The test came in 1985. Shenk and his wife Marie were leading an EMU group that was staying temporarily in a Palestinian community in the Middle East. Shenk heard an argument outside his apartment door and saw an Israeli soldier put his gun in the face of a Palestinian man. He jumped between the two, and urged the men to go their separate ways. They did.
“Don’t call me brave – it was just the right thing to do,” insists Shenk. “When you see a rifle pointed at a person right outside your door you don’t think, you just do it.”
As a member of EMU’s cross-cultural task force in 1981, Shenk brought 14 years of living in Ethiopia and a passion for the transformative possibilities of immersion in another culture.
In September 1983, Shenk penned an essay justifying the cross-cultural requirement for every EMU undergraduate. “This kind of education will be both painful and enjoyable,” he wrote. “The results will not always be predictable. We will experience anger and exhilaration, depression and vision.
“But growth will occur, and that is what college is for. Such education will make us better citizens of the global village and better members of God’s international kingdom, the church.” (Read this delightfully readable essay.)
In his 1985 baccalaureate speech, Shenk stressed the importance of losing one’s narrow-mindedness:
Today many people wrap Christ in an American flag.

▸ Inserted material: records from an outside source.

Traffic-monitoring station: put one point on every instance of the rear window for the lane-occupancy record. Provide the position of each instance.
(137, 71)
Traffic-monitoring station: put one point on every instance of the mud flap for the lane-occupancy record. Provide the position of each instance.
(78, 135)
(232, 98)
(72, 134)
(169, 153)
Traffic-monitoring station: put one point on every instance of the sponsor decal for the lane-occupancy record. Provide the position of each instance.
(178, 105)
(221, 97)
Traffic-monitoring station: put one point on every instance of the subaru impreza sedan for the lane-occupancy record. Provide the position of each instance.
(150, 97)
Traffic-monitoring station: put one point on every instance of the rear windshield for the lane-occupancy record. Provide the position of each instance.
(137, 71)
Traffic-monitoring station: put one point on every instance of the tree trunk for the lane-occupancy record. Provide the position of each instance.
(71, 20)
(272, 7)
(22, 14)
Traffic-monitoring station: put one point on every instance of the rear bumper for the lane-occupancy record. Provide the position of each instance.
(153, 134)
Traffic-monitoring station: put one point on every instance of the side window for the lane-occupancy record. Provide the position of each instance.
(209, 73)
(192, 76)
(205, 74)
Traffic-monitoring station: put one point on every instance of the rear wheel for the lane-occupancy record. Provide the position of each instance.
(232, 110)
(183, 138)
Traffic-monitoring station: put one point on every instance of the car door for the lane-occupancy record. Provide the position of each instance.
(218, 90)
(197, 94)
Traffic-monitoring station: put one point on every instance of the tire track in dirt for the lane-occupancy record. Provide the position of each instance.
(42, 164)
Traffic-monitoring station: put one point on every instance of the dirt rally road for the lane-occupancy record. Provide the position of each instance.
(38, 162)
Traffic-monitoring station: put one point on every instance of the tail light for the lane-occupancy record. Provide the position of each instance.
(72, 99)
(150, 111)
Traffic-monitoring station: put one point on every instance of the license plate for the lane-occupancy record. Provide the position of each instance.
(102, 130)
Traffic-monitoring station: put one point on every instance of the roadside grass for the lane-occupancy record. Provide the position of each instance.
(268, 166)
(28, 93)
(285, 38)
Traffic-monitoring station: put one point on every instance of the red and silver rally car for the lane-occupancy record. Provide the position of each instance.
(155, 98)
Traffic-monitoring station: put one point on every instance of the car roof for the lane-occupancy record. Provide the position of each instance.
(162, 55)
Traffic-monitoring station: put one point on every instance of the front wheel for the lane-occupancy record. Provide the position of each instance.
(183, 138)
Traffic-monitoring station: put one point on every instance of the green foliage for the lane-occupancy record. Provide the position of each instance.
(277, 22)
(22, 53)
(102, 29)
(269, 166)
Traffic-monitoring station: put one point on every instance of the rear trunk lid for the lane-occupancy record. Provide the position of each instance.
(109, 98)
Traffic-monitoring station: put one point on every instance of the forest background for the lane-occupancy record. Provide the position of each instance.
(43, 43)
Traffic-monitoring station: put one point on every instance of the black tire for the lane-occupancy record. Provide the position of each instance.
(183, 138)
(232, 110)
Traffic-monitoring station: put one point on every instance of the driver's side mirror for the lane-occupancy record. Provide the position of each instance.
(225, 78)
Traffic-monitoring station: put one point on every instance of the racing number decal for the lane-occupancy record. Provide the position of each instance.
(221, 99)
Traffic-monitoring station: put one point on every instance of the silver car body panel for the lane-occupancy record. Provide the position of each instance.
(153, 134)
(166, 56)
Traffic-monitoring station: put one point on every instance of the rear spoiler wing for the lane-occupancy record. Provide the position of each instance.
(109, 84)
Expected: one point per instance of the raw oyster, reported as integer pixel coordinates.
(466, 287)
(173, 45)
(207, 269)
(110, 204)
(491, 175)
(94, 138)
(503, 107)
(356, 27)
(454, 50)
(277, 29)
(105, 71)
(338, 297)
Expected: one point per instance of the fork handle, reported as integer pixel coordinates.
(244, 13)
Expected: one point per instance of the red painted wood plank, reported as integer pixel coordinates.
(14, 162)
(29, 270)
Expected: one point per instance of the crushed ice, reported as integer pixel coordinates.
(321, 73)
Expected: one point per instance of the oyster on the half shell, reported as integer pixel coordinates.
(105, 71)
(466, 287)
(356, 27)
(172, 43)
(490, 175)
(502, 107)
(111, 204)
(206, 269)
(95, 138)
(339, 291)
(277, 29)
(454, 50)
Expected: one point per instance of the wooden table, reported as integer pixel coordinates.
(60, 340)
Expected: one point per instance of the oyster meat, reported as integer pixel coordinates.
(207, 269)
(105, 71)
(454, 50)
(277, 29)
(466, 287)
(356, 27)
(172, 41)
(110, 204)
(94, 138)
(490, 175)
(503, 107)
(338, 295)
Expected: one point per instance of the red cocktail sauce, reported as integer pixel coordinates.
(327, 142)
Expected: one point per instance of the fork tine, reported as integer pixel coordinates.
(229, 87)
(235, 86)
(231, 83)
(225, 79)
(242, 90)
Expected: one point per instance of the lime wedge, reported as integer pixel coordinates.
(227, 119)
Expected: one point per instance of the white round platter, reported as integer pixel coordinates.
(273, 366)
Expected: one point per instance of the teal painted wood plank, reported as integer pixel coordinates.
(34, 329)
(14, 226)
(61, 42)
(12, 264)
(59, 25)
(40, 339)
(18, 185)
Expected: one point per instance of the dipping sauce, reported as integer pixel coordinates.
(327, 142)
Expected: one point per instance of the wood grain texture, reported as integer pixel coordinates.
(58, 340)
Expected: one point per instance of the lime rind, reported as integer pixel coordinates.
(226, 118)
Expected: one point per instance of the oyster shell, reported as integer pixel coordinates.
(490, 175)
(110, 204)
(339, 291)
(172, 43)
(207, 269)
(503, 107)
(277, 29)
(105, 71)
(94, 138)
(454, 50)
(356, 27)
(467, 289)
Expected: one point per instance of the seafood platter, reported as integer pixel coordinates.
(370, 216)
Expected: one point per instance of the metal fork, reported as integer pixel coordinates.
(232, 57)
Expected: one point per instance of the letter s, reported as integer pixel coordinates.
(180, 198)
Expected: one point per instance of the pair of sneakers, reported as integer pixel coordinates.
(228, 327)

But we who follow Christ follow him to the world. We are global people. As we experience other cultures our attitudes and values change. This need not be frightening. We develop more world-mindedness and less chauvinism, bigotry and narrow-mindedness ….
As you develop greater understanding for other cultures, you see your own culture from another perspective. This causes you to both appreciate and critique your culture. You have mixed feelings about our democratic system, educational system, technological development, capitalist consumerism and quest for military supremacy. You have begun to see the back side of our culture – aggressiveness, depersonalization, arrogance, individualism. It isn’t possible to feel culturally superior. We can’t assume that our way is right.
Shenk added that it was “false modesty” to fail to share the good news about Christ. “We come to new understandings of Christ as we enter into conversation but it is always consistent with the biblical witness of who Christ is.”
Shenk’s first cross-cultural experience was teaching Bible and world religions and doing other mission work in Ethiopia under Eastern Mennonite Missions for 14 years. (Marie taught bookkeeping and typing there.)
Shenk earned a PhD in religious education from New York University in 1972 and then joined the Bible and religion faculty of EMU in 1976. Marie ’59, MA ’98 (in religion), was an administrative assistant to the academic dean from 1976 to 1990. The Shenks led their first of four EMU trips in the fall of 1978, taking students to the Middle East.
In 1994 the Shenks began an assignment in Israel and Palestine under Mennonite Board of Missions (a precursor to Mennonite Mission Network), and Mennonite Central Committee. For the next seven years, until 2001, the couple lived six months of every year in Jerusalem, returning to Harrisonburg the remainder of the year where Shenk continued to teach at EMU. In 2002, Shenk retired from EMU. Marie died in 2010. The Shenks raised three children, all graduates of EMU: Doug ’86, Duane ’90 and Donna (Sensenig) ’91.